Posted on: August 16, 2018, 02:30h. 

Last updated on: August 16, 2018, 12:48h.

The Pennsylvania Gaming Control Board (PGCB) has signed off on temporary regulations surrounding sports betting in the Keystone State.

Pennsylvania sports betting
Doug Harbach and the rest of PCGB won’t get sports betting regulations in place ahead of the NFL season. (Source: Williamsport Sun Gazette)

While it’s a significant and exciting step forward for those anxious to place their first legal wagers, it will still be weeks – at least – until that can happen.
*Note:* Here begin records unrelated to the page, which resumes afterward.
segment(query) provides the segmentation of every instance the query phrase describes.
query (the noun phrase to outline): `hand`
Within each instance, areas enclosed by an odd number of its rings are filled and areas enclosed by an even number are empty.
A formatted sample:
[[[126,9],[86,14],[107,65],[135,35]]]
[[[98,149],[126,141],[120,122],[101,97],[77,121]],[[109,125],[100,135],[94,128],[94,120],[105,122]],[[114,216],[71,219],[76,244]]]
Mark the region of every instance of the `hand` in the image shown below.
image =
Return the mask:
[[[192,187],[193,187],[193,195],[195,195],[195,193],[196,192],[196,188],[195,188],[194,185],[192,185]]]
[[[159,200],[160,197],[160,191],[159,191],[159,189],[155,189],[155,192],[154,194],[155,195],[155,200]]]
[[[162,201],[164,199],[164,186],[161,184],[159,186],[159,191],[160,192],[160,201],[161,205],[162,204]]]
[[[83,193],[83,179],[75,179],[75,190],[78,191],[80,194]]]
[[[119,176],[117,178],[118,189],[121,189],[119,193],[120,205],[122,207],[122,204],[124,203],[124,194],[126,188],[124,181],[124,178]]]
And unfortunately for football fans, lawmakers won’t get final regulations in place in time for the kickoff to the NFL season.
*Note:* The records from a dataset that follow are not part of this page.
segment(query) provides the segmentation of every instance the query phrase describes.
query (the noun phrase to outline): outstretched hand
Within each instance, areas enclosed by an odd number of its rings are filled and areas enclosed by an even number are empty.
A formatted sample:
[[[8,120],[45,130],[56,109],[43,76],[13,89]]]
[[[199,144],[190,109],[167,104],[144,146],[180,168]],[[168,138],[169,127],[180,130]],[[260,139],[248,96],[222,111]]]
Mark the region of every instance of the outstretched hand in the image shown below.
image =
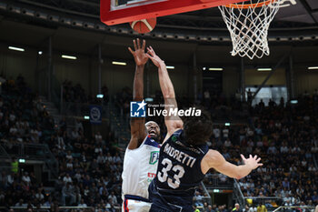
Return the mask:
[[[152,46],[147,47],[147,54],[146,56],[148,58],[150,58],[155,66],[159,67],[161,64],[164,63],[164,60],[162,60],[157,55],[155,55],[155,52],[154,51]]]
[[[135,42],[135,40],[133,40],[133,42],[134,42],[134,51],[131,47],[128,47],[128,50],[134,56],[136,66],[145,65],[148,61],[148,56],[144,53],[145,40],[143,40],[142,46],[140,45],[139,38],[137,38],[137,43]]]
[[[252,169],[255,169],[258,167],[263,166],[263,164],[259,163],[261,161],[261,157],[257,158],[257,156],[252,156],[252,155],[250,155],[250,157],[246,159],[245,156],[241,154],[241,157],[243,163],[245,165],[249,165],[252,167]]]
The PCGB won’t reconvene until its next meeting on September 12. The NFL season kicks off on September 6.

Operators may now apply for licenses to offer sports betting; however, the board has yet to receive a single application.

“I don’t know if there is a specific reason no petitions have been submitted as of yet,” Doug Harbach of the PCGB told Sports Handle, “but it’s our understanding that there is interest from some of the casinos.”
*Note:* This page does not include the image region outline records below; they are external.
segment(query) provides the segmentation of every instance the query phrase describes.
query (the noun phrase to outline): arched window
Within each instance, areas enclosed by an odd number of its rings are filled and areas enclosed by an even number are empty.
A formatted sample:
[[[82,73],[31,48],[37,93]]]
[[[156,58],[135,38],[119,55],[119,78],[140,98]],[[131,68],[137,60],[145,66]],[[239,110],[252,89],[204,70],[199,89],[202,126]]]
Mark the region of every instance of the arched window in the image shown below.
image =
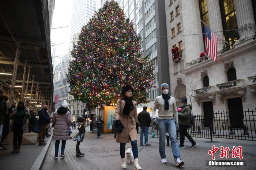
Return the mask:
[[[210,86],[209,84],[209,77],[208,77],[208,76],[206,75],[204,77],[204,78],[203,79],[203,83],[204,87],[206,87]]]
[[[236,69],[233,67],[230,67],[227,70],[227,81],[237,80]]]

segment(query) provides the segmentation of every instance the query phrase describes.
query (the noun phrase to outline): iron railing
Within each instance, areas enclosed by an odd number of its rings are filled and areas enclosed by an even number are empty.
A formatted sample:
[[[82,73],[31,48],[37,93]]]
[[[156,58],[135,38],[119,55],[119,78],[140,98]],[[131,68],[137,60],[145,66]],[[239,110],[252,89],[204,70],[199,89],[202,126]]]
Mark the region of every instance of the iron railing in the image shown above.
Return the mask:
[[[218,112],[194,116],[194,124],[188,130],[192,137],[212,137],[256,141],[255,110],[229,113]]]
The board wrapped up a four-hour session on Wednesday by approving a slew of new regulations addressing many of the technical issues around sports betting.

What Bets Will Be Offered?

The big question for many bettors was whether or not the state would allow for mobile, or internet-based betting.

While New Jersey is allowing mobile betting on a trial basis, other states, such as Mississippi will only allow for bets to be made within the physical confines of a casino.

There will be no such restrictions in Pennsylvania, as applicants will be able to offer both a physical, in-house sportsbook, as well as an internet-based betting platform. Bettors 21 years and older will be allowed to place their wagers from anywhere “within state borders.”

The board also cleared up what kinds of bets can be offered, giving the green light to the following types of bets:

  • Exchange Wagering: Patrons can effectively bet against one another through a third-party provider, rather than betting against the house.
  • In-game wagering: Players can place bets on an event after it has already started.
  • Parlays: Bets placed on two or more outcomes, all of which need to win for the bettor to be paid out.
  • Straight wagers: The opposite of the above – a bet may be placed on a single event only.
  • Proposition bets: Wagers placed on the specific outcome of an event within the game. For example, betting on how many yards a quarterback will throw for.

Betting will also be allowed on both professional and collegiate sports, as well as motor racing and international events such as FIFA and the Olympics.

Pay to Play

Unfortunately for both operators and bettors, it seems the PCGB isn’t budging on what many believe are exorbitant taxes and fees.

In addition to a $10 million licensing fee, which has to be renewed every five years at a cost of $250,000, revenues from sports betting will also be taxed at a total rate of 36 percent.

That’s more than quadruple the 8.5 percent tax being collected in New Jersey, and more than five times the fee that’s charged in Nevada.

The NFL and government lobbyists have spoken out against the rates in recent months, claiming that it would leave legitimate operators unable to compete with the illegal betting market.